Today I went looking for my cat who got out the house a couple of days ago, and it took me exactly 2 seconds to feel ostracized around people in my old neighborhood.
It was a weird and uncomfortable feeling. I kinda felt like I reverted back (my reaction and response) to a teenage version of myself. It was weird.
My simple response is that it’s just who I am. I eat, sleep and breathe this life, like how other people eat, sleep, and breathe Sunday night football. I know some of ‘my friends on Facebook has said numerous times, “Sarah don’t have nothing else to talk about?” And my answer would be, “Nope!” lol
Today was just a confirmation that I absolutely DO NOT fit in.
Normal isn’t me and it never has been.
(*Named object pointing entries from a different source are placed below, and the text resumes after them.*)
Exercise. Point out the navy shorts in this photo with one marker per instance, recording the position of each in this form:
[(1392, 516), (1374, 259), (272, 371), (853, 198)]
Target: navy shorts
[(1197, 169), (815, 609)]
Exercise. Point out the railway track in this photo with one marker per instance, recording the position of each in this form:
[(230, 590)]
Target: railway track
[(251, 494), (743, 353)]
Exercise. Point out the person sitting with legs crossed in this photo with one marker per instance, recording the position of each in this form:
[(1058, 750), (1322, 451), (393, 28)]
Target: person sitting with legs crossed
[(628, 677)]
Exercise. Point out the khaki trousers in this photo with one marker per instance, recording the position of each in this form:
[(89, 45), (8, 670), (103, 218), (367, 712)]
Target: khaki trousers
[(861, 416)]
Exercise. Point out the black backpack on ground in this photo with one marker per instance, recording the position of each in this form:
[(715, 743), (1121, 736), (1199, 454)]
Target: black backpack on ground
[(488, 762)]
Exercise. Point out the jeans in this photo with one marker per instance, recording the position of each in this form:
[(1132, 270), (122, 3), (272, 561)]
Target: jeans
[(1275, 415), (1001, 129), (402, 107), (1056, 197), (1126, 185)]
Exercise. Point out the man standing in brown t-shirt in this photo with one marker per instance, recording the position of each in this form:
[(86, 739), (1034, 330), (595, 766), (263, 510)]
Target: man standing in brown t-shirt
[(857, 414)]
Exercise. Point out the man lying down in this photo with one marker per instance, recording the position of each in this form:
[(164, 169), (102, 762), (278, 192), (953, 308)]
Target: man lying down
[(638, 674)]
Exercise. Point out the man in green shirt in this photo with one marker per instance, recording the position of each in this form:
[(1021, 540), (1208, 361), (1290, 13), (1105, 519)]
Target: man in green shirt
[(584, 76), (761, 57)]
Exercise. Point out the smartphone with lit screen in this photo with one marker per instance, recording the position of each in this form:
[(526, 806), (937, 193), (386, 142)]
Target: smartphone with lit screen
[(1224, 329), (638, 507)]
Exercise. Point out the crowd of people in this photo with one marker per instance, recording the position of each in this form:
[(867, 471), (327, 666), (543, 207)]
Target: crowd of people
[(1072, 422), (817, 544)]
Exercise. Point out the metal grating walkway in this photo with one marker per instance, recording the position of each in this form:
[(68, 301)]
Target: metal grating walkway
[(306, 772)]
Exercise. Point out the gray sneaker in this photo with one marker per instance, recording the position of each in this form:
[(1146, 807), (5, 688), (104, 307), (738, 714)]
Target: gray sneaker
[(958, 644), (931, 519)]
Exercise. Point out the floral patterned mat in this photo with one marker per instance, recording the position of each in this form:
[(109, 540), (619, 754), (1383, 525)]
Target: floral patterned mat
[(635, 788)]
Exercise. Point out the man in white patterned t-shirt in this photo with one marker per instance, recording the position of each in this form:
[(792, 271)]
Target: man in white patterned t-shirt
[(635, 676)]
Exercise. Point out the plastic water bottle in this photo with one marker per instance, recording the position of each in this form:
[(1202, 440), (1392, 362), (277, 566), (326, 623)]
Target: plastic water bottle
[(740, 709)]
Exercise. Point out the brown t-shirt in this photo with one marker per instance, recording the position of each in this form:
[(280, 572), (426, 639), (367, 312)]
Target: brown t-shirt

I just don’t quite fit the standard and I’m okay with that.
I will get up and leave something good because of that weird and uncomfortable feeling. For the past couple years it has served me as a signal – what Oprah calls a nudge from the universe – to get up and get out of something that wasn’t for me– even if it looks good.
I just NEED some people to understand that success, the Beyoncé and Jay Z, Oprah, Warren Buffet etc, type of success, does not all of a sudden become an illusive interest.
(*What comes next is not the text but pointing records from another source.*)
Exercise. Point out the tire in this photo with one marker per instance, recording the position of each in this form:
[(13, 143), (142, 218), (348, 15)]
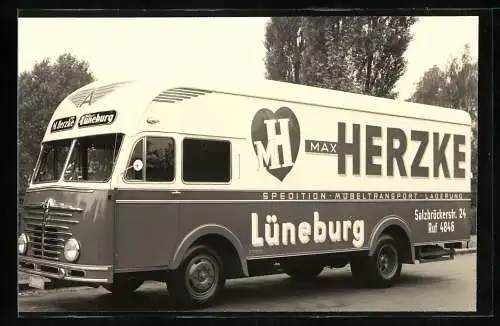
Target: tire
[(303, 271), (199, 280), (383, 268), (123, 285)]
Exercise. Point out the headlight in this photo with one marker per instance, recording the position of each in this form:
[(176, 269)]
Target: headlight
[(22, 244), (71, 250)]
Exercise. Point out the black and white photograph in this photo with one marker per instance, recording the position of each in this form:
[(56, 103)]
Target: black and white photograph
[(315, 163)]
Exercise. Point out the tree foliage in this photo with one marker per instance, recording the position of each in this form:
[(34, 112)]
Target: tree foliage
[(455, 87), (39, 93), (348, 53)]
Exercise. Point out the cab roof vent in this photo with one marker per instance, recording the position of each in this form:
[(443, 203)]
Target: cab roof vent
[(91, 95), (178, 94)]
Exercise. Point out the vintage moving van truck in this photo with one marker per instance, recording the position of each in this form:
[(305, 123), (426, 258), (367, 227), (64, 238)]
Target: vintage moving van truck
[(194, 183)]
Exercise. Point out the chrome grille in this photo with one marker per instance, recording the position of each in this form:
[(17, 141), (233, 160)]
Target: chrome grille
[(47, 236)]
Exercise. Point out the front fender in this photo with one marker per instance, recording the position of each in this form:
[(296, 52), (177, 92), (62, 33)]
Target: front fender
[(201, 231), (382, 225)]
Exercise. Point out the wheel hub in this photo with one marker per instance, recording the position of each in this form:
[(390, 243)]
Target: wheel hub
[(387, 261)]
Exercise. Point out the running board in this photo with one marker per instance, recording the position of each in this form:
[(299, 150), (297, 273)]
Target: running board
[(428, 254)]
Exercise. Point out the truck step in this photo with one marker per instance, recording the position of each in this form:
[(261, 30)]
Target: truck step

You can’t just pick her up and put her down leisurely. It doesn’t work that way.
I’m not faking this and it’s not some dream I dreamt when a long time goal failed. My life, interest and daily motivation is a Day 1, A1 initiative. I know no other way.
For as long as I can remember, the plan to be me – meaning, whatever successes tied to who I am – was always, and still is, The Plan.
Here me when I say, I CANNOT LIVE OTHERWISE.
Therefore, my lack of interest and care free attitude of not wanting so and so to like and accept me, is not a b*tchy and rude attitude.
But it’s an expression of my inner ostrich. My self-awareness. I know who I am (continuously evolving that is), I know I’m an acquire taste – different, and I know that I’m not for everyone and neither is everyone for me.
When you know who you are, you’ll know within an instant if something is for you, or not. I mean, think about it. If you wear a size 8, you’ll never try to fit your foot into a size 6, right? Right…
BECAUSE YOU KNOW A SIZE 6 WILL NOT FIT.